Yost3 - Centres on-ice shooting pct.

So, there's definitely something here. Centres with low on-ice shooting percentages from 2007-2010 semi-frequently had poor on-ice shooting percentages from 2011-2015 – this list would include that of Scott Gomez, Boyd Gordon, and Paul Gaustad. Centres with high on-ice shooting percentages from 2007-2010 semi-frequently had strong on-ice shooting percentages in the following four years – this list would include that of Ryan Getzlaf, Jonathan Toews, and Sidney Crosby. And our model now can explain about 40% of the variance from our first data set to our second data set – up from, well, 0% for defencemen in graph one.

A few concluding thoughts, in no particular order.

One, regression is still paramount. Anyone with even a casual interest in estimating future success (or failure) must lend credence to the fact that "the laws of arithmetic apply to hockey" – just as Eric Tulsky, now of the Carolina Hurricanes, argued years and years ago.

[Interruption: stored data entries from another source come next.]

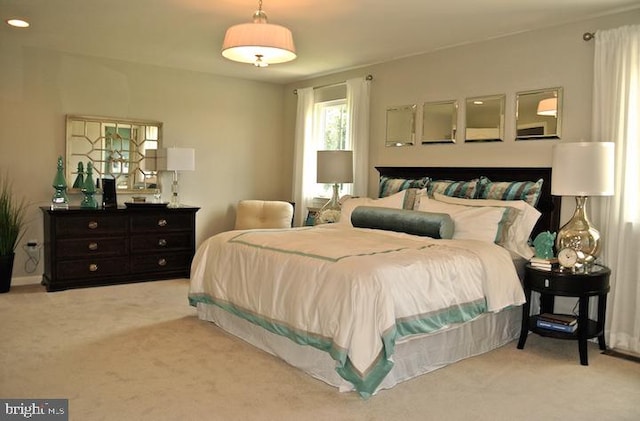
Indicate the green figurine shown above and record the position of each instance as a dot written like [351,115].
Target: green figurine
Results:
[60,199]
[80,177]
[543,244]
[88,190]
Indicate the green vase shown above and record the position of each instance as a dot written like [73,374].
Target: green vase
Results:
[6,270]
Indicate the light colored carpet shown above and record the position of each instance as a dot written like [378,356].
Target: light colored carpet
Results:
[138,352]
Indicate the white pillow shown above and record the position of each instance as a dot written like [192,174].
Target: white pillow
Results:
[518,232]
[469,223]
[395,201]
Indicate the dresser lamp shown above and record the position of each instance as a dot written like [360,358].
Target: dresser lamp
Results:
[175,160]
[334,167]
[582,169]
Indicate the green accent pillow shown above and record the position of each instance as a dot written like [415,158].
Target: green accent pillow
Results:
[529,191]
[390,185]
[426,224]
[464,189]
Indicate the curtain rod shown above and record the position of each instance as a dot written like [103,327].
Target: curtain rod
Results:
[329,85]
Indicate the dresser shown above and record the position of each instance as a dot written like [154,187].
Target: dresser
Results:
[93,247]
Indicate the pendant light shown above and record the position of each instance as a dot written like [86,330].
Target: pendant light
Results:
[260,43]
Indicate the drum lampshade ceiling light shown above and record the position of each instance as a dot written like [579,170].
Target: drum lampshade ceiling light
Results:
[260,43]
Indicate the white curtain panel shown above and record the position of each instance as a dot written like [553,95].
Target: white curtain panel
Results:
[358,131]
[304,161]
[616,118]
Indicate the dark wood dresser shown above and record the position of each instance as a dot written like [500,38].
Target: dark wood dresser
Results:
[93,247]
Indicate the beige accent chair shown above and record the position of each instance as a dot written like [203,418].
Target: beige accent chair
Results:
[263,214]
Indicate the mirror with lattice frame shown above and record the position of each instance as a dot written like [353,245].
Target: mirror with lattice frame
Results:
[122,149]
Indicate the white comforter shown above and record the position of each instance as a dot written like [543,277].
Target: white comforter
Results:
[352,292]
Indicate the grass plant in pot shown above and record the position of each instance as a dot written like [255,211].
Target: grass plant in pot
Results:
[12,223]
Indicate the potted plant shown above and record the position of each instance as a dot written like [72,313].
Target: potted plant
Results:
[12,222]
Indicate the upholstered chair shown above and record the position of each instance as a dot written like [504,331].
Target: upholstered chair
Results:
[263,214]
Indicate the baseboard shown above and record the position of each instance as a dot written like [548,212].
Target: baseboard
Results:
[623,355]
[26,280]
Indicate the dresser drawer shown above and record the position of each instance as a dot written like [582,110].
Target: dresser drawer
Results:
[161,222]
[92,268]
[161,262]
[92,247]
[90,225]
[161,241]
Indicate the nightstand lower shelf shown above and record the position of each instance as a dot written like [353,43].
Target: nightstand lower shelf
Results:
[592,330]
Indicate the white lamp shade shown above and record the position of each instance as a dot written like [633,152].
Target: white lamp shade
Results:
[177,159]
[583,169]
[548,107]
[335,167]
[245,42]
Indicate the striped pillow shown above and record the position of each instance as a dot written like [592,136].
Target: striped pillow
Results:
[390,185]
[463,189]
[529,191]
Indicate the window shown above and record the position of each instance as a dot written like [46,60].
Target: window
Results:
[330,133]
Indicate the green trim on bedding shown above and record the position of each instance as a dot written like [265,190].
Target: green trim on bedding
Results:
[364,383]
[431,322]
[238,240]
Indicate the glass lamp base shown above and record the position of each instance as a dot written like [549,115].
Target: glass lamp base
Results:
[579,235]
[330,212]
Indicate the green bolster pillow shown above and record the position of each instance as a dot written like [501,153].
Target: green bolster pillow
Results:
[426,224]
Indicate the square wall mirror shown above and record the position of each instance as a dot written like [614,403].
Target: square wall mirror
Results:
[539,114]
[120,149]
[485,119]
[401,125]
[439,122]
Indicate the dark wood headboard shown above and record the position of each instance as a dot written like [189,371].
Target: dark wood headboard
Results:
[549,205]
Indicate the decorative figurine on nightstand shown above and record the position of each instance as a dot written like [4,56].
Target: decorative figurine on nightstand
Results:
[59,199]
[88,190]
[80,177]
[543,244]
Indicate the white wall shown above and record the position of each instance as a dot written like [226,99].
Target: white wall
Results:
[234,125]
[556,57]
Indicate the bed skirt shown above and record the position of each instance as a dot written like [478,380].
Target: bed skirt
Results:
[413,356]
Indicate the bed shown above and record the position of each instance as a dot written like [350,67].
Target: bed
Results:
[403,285]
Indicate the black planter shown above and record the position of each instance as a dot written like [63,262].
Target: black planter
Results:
[6,269]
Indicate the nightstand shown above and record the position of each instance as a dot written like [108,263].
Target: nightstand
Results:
[556,282]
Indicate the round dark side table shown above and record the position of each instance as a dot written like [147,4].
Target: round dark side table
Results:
[566,283]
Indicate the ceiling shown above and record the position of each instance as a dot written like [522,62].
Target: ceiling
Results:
[330,35]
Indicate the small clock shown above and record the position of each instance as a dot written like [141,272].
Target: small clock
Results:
[570,258]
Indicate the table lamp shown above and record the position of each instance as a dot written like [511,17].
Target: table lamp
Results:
[582,169]
[176,159]
[334,167]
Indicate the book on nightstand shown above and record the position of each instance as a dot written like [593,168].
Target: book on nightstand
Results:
[540,263]
[558,327]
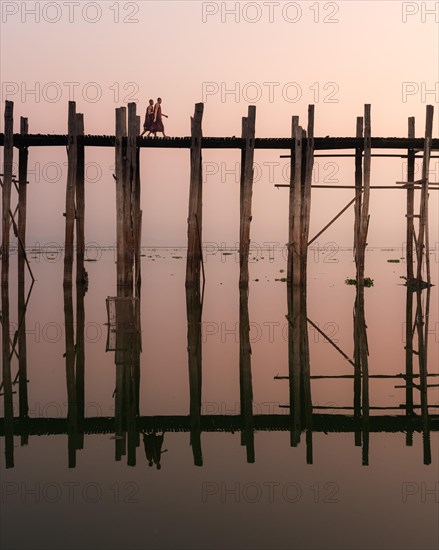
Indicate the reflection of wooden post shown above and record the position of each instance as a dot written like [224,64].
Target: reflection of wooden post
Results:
[361,353]
[193,309]
[409,357]
[422,320]
[80,364]
[410,201]
[70,376]
[6,379]
[70,194]
[120,152]
[80,202]
[306,375]
[195,201]
[294,363]
[245,376]
[247,157]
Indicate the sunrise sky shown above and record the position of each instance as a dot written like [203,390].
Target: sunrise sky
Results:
[280,56]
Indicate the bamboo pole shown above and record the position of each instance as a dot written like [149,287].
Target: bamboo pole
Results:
[423,236]
[306,194]
[195,201]
[294,241]
[246,191]
[80,202]
[70,194]
[8,153]
[410,200]
[120,152]
[22,200]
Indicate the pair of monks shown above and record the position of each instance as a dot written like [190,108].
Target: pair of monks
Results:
[153,119]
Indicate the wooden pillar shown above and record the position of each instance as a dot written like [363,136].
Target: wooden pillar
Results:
[8,153]
[70,194]
[80,202]
[358,190]
[21,338]
[22,200]
[308,158]
[246,191]
[364,219]
[194,252]
[137,218]
[423,236]
[294,233]
[245,377]
[410,201]
[120,167]
[129,195]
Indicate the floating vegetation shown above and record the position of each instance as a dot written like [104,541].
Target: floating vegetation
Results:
[367,282]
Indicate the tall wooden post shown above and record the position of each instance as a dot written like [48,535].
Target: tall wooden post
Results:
[423,236]
[8,153]
[294,232]
[70,194]
[364,220]
[120,167]
[306,193]
[246,191]
[410,201]
[80,202]
[194,251]
[22,200]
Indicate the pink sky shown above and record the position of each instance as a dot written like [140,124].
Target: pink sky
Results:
[364,52]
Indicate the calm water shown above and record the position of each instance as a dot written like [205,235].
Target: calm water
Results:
[322,477]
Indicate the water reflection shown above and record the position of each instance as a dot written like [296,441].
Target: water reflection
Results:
[130,430]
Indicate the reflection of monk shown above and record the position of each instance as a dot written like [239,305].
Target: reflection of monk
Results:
[153,448]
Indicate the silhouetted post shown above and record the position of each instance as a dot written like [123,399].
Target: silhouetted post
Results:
[294,232]
[194,251]
[364,220]
[308,161]
[245,377]
[410,201]
[358,189]
[423,236]
[70,194]
[22,200]
[8,153]
[246,191]
[120,169]
[80,202]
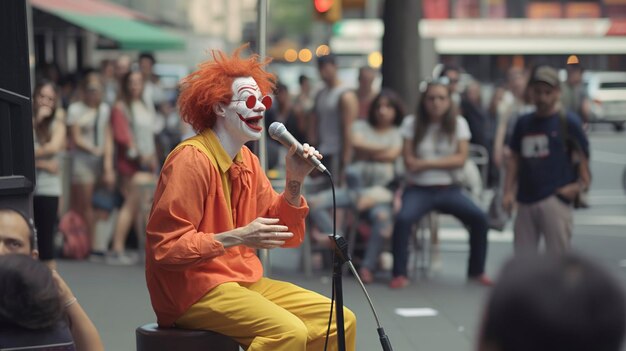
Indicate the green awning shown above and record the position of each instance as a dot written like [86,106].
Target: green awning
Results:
[128,34]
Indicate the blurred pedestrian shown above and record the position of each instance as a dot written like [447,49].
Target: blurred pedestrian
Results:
[109,81]
[92,155]
[541,168]
[132,122]
[50,138]
[515,103]
[377,146]
[365,91]
[436,144]
[548,303]
[336,108]
[573,93]
[474,113]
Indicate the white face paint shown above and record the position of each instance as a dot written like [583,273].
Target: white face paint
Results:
[245,111]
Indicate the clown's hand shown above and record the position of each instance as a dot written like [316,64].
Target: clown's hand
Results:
[297,167]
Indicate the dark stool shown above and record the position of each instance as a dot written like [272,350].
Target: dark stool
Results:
[152,338]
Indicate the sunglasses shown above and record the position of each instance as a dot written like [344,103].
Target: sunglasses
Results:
[251,101]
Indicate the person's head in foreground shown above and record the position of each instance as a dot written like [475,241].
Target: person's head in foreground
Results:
[29,295]
[17,233]
[229,94]
[554,302]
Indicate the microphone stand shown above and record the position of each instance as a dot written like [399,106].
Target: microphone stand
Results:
[341,257]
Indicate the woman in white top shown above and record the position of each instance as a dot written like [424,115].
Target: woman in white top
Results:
[49,135]
[132,122]
[436,144]
[92,155]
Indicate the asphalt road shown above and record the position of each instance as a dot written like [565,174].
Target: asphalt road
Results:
[117,300]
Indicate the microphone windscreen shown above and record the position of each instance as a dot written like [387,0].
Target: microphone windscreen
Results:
[275,129]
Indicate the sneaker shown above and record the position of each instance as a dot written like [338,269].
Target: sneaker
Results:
[120,259]
[366,275]
[482,280]
[399,282]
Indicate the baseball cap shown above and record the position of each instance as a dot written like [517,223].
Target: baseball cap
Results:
[546,74]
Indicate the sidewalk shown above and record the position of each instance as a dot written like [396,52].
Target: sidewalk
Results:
[117,301]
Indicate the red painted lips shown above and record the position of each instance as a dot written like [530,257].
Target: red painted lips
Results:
[252,122]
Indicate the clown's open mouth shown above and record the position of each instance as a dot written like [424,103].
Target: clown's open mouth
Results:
[252,122]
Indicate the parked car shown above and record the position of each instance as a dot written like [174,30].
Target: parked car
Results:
[607,92]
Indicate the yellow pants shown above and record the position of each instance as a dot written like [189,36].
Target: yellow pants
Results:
[269,315]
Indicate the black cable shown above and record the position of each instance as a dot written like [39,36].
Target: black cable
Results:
[332,299]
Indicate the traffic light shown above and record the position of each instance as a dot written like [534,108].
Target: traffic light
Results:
[327,10]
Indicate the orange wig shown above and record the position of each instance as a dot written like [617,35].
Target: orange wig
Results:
[212,83]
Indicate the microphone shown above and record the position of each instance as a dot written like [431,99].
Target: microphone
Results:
[279,133]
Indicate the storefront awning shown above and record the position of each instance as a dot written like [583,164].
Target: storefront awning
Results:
[118,24]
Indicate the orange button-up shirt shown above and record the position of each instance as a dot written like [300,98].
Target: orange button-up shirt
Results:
[192,203]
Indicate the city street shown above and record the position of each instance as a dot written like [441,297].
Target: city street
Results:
[449,309]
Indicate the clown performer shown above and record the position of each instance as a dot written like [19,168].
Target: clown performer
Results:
[214,207]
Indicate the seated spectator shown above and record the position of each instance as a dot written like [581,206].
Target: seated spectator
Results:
[548,303]
[377,146]
[435,150]
[52,307]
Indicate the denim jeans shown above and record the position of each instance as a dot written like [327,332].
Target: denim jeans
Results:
[418,201]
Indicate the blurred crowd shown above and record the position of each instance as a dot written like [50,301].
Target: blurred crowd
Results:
[107,131]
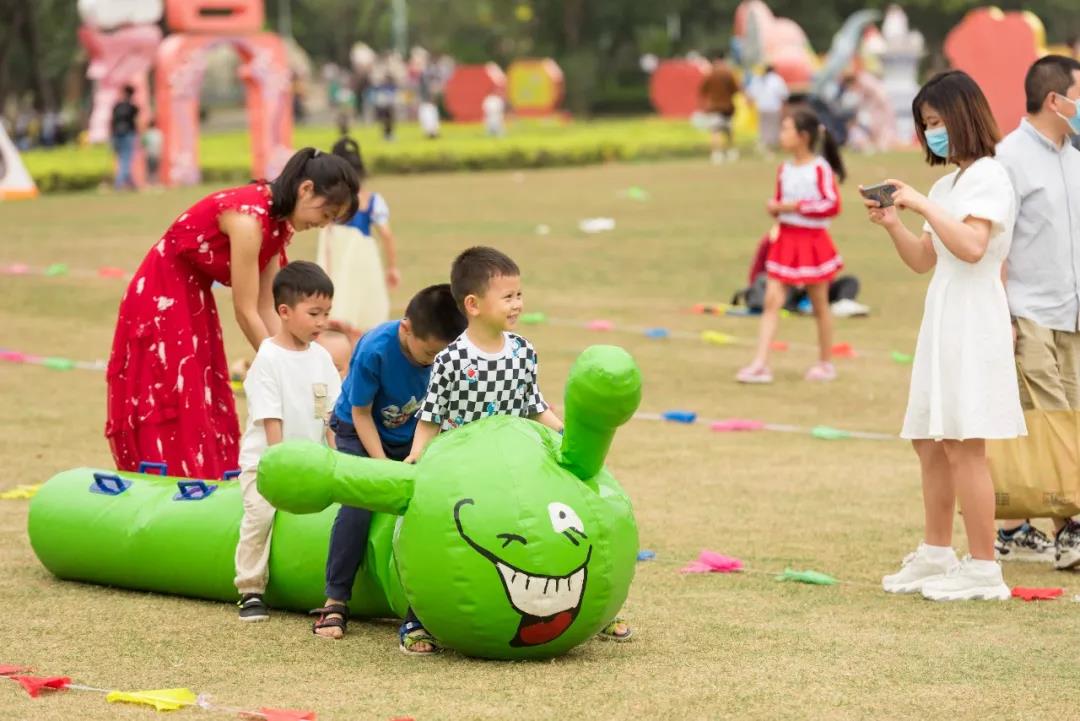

Two, a caveat to one: It doesn't appear as those each position should be treated equally. Defencemen have virtually zero control on whether or not his teammates convert at a high or low rate. Wingers have little. Centres have a little more. Regression is inevitable for all three positions, but the degree to which we should regress each player may differ from previously thought.

Three, and finally, I think it's a fascinating look at how general managers in today's NHL may operate in terms of player signings, the trade market, etc. Even in today's 'stats era', you could become an awfully sensible organization by simply flipping defencemen with high on-ice shooting percentages for assets with actually repeatable long-term skills.